I’m really glad you don’t feel any symptoms from your hyoid bone. That’s another area that can be deceptive looking in imaging because from some angles, the greater horns can look perilously close to the cervical spine when they really aren’t.
The reason not to address the cervical spine curve correction prior to surgery is that when the styloids are as long as yours, it can cause symptoms to flare or can add new ones. It’s best to wait to work on that project when the styloids have been shortened significantly to prevent further nerve/vascular irritation or damage.
Sometimes altering the neck to restore the curve can move the styloids away from the IJVs so could improve symptoms, but it depends on the angle of the styloids as it’s possible it could make symptoms & compression worse!
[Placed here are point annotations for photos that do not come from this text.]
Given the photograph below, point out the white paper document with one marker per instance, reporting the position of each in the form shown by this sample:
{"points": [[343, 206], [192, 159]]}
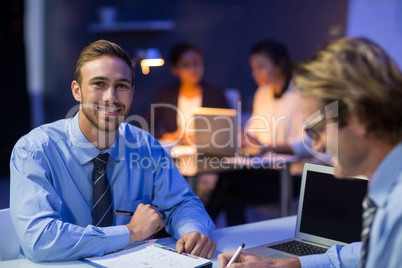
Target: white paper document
{"points": [[148, 255]]}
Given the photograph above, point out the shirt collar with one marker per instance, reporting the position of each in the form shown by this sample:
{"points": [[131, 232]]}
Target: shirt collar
{"points": [[385, 176], [85, 150]]}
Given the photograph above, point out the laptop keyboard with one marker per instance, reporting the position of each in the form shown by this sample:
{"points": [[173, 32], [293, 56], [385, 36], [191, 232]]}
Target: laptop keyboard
{"points": [[298, 248]]}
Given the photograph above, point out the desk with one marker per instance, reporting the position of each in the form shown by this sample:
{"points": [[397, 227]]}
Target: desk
{"points": [[227, 239], [190, 164]]}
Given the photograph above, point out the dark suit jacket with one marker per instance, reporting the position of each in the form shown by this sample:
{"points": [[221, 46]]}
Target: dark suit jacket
{"points": [[165, 118]]}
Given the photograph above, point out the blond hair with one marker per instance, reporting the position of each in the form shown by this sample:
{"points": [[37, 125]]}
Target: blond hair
{"points": [[98, 49], [363, 78]]}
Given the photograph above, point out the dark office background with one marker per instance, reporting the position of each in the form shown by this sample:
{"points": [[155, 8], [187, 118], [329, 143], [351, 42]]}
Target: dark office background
{"points": [[223, 29]]}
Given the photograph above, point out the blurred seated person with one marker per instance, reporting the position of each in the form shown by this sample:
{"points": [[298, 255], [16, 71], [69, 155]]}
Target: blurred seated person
{"points": [[276, 121], [276, 125], [171, 110]]}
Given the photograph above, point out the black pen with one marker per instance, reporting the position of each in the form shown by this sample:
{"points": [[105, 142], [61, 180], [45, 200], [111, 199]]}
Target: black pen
{"points": [[236, 255], [123, 212]]}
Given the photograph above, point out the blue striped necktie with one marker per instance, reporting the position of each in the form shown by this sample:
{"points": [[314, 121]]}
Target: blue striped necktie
{"points": [[369, 209], [102, 215]]}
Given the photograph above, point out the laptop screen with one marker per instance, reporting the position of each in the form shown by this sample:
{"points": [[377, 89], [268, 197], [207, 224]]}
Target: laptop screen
{"points": [[332, 208]]}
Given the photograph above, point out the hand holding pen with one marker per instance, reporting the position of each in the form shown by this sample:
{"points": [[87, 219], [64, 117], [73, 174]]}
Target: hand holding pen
{"points": [[146, 221]]}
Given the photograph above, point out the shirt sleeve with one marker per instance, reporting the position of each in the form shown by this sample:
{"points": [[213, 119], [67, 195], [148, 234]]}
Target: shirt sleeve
{"points": [[337, 256], [36, 215], [182, 210]]}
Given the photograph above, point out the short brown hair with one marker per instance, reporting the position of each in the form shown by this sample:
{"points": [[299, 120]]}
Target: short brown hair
{"points": [[98, 49], [363, 78]]}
I was given chin tuck exercises by a physiotherapist to help tight neck muscles before my surgery and they did help, but other members find this brings the styloids more into contact with the IJVs and some have been told this is dangerous, so we don’t advise that now, but it worked for me! So if it doesn’t aggravate symptoms you could try doing the exercises, but if you don’t feel comfortable doing them then not to worry…
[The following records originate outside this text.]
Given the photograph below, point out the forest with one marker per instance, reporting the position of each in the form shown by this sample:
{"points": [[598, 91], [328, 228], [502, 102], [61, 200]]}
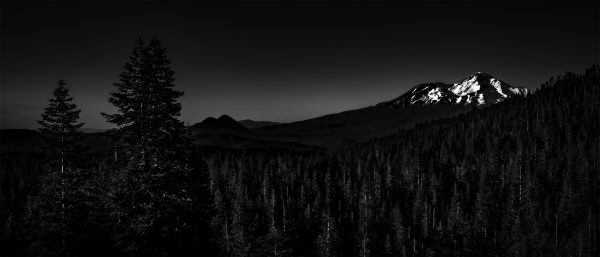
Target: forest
{"points": [[518, 178]]}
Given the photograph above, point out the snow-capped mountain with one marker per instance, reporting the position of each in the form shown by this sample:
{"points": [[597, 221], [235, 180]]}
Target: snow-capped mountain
{"points": [[478, 89]]}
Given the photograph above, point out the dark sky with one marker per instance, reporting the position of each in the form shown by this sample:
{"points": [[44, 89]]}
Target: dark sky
{"points": [[284, 61]]}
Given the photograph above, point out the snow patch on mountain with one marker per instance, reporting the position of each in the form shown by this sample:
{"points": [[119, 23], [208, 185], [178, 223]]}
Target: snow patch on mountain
{"points": [[478, 89]]}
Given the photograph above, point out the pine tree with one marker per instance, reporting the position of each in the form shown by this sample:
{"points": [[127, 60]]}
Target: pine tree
{"points": [[152, 198], [57, 205]]}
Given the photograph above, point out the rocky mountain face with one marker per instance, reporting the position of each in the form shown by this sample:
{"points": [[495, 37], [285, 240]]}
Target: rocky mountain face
{"points": [[477, 89]]}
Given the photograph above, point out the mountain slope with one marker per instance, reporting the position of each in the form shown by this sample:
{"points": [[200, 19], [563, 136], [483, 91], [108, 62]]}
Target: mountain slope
{"points": [[477, 89], [350, 127], [252, 124]]}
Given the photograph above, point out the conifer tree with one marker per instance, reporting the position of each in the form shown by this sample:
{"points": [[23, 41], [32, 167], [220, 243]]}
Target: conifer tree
{"points": [[57, 205], [153, 197]]}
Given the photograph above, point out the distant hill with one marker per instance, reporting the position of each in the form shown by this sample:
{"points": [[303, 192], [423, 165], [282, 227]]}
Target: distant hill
{"points": [[226, 132], [350, 127], [252, 124], [221, 125], [92, 130]]}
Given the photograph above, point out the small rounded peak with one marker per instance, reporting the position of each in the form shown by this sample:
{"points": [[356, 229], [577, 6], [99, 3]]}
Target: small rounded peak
{"points": [[209, 119], [226, 117], [481, 74]]}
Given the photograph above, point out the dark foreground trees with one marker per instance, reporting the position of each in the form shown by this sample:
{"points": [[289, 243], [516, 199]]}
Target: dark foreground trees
{"points": [[520, 178], [153, 198], [62, 216]]}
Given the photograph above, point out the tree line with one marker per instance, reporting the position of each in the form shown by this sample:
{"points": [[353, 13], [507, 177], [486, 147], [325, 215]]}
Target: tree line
{"points": [[519, 178]]}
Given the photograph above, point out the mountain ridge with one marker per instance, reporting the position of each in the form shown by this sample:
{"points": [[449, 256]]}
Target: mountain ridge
{"points": [[477, 89]]}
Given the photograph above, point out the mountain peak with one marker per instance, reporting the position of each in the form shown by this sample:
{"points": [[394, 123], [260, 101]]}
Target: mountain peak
{"points": [[479, 89]]}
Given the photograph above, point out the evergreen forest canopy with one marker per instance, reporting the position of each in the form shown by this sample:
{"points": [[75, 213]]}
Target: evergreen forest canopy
{"points": [[519, 178]]}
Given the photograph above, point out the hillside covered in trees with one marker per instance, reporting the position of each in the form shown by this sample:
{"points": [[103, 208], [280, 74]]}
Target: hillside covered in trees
{"points": [[520, 178]]}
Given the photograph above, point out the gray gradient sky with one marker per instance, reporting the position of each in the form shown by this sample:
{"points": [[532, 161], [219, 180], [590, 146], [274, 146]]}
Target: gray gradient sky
{"points": [[284, 61]]}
Thanks for sharing. It sure sounds optimal if the surgeon has enough knowledge to decide during surgery whether the styloidectomy alone will give suffient decomression.
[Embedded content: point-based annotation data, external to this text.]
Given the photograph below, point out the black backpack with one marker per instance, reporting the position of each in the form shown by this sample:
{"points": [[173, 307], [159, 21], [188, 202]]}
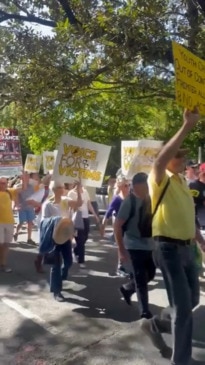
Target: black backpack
{"points": [[145, 214]]}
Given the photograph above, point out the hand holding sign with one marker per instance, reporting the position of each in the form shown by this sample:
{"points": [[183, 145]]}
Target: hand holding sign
{"points": [[191, 118]]}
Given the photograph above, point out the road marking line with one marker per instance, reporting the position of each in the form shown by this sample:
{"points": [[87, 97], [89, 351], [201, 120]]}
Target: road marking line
{"points": [[28, 314]]}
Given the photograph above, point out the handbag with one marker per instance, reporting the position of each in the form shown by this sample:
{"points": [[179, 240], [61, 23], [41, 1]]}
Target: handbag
{"points": [[78, 220]]}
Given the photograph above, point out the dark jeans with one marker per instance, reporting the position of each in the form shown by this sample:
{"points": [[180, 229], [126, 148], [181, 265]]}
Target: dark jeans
{"points": [[81, 238], [58, 272], [144, 271], [181, 280]]}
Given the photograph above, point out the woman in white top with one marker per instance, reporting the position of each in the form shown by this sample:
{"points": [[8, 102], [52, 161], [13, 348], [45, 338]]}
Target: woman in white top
{"points": [[82, 234], [59, 205]]}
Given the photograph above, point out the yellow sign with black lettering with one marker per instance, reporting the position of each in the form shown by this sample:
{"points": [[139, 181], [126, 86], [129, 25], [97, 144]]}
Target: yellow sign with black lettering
{"points": [[190, 78], [81, 159]]}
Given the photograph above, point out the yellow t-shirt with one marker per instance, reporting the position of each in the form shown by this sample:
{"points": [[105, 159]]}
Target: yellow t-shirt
{"points": [[175, 217], [6, 213]]}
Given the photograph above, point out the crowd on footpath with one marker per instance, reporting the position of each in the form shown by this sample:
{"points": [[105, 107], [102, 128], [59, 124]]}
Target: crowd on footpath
{"points": [[158, 220]]}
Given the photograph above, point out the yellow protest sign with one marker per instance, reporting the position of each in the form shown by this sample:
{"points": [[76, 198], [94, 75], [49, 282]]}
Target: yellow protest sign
{"points": [[190, 78], [33, 163], [81, 159], [49, 160], [138, 156]]}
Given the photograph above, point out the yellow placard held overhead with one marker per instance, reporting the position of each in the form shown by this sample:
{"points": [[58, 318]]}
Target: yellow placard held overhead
{"points": [[190, 78]]}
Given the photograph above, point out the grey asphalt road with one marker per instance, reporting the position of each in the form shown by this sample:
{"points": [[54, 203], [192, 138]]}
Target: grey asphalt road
{"points": [[93, 327]]}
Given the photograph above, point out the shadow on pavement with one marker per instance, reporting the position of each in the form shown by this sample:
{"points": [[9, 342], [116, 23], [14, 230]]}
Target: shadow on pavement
{"points": [[97, 299]]}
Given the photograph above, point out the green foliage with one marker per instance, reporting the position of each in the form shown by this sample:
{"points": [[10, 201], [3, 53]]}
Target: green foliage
{"points": [[104, 71]]}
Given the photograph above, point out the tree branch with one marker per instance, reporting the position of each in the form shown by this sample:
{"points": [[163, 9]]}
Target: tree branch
{"points": [[21, 8], [202, 5], [69, 13], [30, 18]]}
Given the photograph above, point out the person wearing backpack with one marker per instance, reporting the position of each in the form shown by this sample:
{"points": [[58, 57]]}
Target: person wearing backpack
{"points": [[60, 206], [132, 246], [173, 229], [7, 197]]}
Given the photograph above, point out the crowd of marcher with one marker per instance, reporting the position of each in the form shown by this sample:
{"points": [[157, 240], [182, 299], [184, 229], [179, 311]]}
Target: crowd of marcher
{"points": [[157, 223]]}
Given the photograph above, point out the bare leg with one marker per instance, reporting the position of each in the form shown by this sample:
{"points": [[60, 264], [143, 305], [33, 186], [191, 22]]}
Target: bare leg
{"points": [[19, 226], [4, 250], [29, 229]]}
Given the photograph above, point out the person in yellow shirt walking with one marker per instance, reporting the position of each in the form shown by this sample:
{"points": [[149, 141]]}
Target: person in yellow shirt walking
{"points": [[173, 229], [7, 196]]}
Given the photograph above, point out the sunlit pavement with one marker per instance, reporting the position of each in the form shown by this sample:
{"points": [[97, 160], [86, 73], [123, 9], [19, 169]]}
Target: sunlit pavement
{"points": [[93, 327]]}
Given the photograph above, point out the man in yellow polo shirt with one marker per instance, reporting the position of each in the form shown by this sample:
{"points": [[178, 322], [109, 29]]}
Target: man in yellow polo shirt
{"points": [[173, 229], [6, 221]]}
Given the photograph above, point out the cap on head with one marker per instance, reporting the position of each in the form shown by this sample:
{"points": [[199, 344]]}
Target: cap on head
{"points": [[55, 184], [139, 178]]}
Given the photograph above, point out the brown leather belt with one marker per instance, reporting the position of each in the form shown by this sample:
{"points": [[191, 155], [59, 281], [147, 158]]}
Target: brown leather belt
{"points": [[172, 240]]}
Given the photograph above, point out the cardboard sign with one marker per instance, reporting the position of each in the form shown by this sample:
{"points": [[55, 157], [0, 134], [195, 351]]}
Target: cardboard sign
{"points": [[128, 150], [81, 159], [33, 163], [190, 78], [138, 156], [49, 160], [10, 153]]}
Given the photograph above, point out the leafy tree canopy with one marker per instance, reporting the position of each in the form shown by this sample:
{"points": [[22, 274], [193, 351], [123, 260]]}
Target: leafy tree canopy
{"points": [[104, 71]]}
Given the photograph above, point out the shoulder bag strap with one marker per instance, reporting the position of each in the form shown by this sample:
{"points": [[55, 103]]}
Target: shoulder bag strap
{"points": [[161, 197]]}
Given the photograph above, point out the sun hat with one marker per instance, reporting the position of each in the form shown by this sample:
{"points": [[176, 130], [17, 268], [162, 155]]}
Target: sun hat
{"points": [[55, 184], [63, 231]]}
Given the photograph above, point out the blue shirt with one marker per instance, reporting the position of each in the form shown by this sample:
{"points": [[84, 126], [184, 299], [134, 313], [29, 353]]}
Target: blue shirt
{"points": [[114, 206]]}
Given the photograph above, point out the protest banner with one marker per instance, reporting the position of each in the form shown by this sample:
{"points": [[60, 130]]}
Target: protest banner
{"points": [[33, 163], [10, 153], [128, 149], [81, 159], [190, 78], [49, 160], [138, 156]]}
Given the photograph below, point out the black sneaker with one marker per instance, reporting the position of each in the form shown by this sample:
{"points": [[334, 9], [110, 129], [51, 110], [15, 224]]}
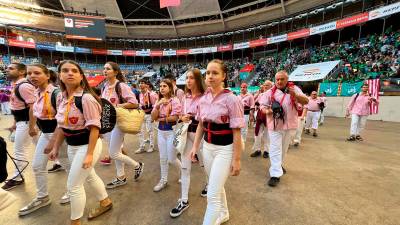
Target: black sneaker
{"points": [[178, 210], [273, 181], [116, 182], [139, 171], [204, 192], [255, 154], [10, 184], [56, 167]]}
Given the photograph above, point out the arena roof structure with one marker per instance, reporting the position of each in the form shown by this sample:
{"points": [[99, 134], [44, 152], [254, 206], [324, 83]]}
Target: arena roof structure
{"points": [[145, 18]]}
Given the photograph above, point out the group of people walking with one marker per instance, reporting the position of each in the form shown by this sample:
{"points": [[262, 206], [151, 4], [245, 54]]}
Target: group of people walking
{"points": [[61, 114]]}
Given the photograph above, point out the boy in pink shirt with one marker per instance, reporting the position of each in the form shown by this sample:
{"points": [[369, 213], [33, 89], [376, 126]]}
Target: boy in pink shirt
{"points": [[21, 104], [313, 113], [359, 107], [247, 100], [279, 103]]}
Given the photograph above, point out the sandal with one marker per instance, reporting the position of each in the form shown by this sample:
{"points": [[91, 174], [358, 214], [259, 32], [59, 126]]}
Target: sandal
{"points": [[359, 138], [95, 212], [351, 138]]}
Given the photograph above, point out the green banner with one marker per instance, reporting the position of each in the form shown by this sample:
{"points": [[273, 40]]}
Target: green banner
{"points": [[349, 89], [331, 89]]}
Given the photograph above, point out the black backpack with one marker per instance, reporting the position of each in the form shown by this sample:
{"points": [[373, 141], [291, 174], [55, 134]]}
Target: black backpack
{"points": [[18, 94], [108, 114], [118, 90], [3, 161]]}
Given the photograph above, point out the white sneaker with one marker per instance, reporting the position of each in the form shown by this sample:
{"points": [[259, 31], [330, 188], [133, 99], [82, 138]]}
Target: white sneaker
{"points": [[140, 150], [151, 149], [65, 199], [161, 185], [224, 217], [36, 204]]}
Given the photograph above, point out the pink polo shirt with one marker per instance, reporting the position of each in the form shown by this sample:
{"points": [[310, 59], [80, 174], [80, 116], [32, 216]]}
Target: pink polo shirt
{"points": [[361, 106], [76, 120], [149, 97], [191, 104], [223, 108], [42, 111], [27, 92], [291, 114], [172, 108], [247, 100], [110, 94], [313, 104]]}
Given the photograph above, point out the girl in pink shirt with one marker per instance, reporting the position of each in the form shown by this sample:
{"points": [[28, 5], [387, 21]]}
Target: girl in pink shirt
{"points": [[166, 112], [220, 114], [195, 89], [44, 109], [81, 131], [359, 107], [119, 94]]}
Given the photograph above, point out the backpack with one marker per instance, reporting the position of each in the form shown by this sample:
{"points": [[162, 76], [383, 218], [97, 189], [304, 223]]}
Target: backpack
{"points": [[18, 94], [108, 114], [118, 91], [53, 99], [3, 160]]}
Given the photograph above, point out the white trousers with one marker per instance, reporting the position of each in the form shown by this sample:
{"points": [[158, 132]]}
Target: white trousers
{"points": [[244, 130], [148, 126], [279, 144], [262, 135], [115, 149], [77, 176], [322, 117], [187, 165], [167, 152], [217, 161], [5, 108], [312, 120], [39, 163], [299, 131], [357, 124], [21, 145]]}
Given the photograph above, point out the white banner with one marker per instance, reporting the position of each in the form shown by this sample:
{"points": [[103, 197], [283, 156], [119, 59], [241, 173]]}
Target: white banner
{"points": [[315, 71], [143, 53], [323, 28], [209, 49], [169, 53], [277, 39], [114, 52], [62, 48], [194, 51], [384, 11], [241, 45]]}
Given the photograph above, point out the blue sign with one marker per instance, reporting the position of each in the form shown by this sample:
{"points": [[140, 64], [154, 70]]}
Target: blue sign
{"points": [[83, 50], [44, 46]]}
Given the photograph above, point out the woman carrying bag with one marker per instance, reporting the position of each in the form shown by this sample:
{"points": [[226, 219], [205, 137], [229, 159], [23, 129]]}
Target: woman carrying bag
{"points": [[220, 114], [194, 90], [81, 132], [166, 112], [117, 92]]}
Sorry to hear they couldn’t fix it the first time. Have you had new scans to confirm that there is still compression then? And who is doing your revision surgery?
No US docs have looked at my scans. I’m from Europe, so most likely the relevant surgeons are Dr. Patrick Axon (London) or Dr. Kamran Aghayev (Turkey) but I haven’t talked with them yet either - I will soon though
Okay, I give up on the DICOM I reckon. I have some good videos on my phone as wellmwhich includes many angles. But there is no way to upload them here, correct?
I know in my case, the 2nd surgeon can see areas of potential compression before they go in. So when they open you up, they know where to target. If you choose a surgeon that doesn’t consider vascular compression, you wont have the value of that opinion. Different docs have different approaches. I tend to take a wide approach and get several opinions. I also consider and hope the doc I see, which the 1st one did not, my own personal history and circumstance. I have hEDS and I have a history of adhesions and scar tissue and most recently found other vascular compressions elsewhere. They are starting to see this more in EDS patients.
I do know some docs will not review your scans or consult unless in-person appt. I know my doc for a fee of $900 do a cash only review as he does see patients from all over and its a way to get another opinion before you incur costs to fly in. I suggest you can get a read on your scans by several other docs and see if they see vascular compression before making any hasty decisions.
Thanks! I will definitely get more doctors take on my situation, however I think it makes the most sense to ask the doctors that I might end up getting surgery by (that would be Dr. Axon in London and Dr. Aghayev in Turkey, aside from the ones in my home country). I think the ones in Europe are a bit cheaper as well…
Some of our members have uploaded 180º or 360º videos of skull rotation, but I don’t know what format they used. You can try uploading yours. If the file is too big, obviously the system won’t allow the upload but if it’s just the format that’s wrong, it will tell you which formats are acceptable & hopefully you can convert your video(s) to one of those.
It’s 3 videos of 30 seconds. I didn’t manage to upload the videos here.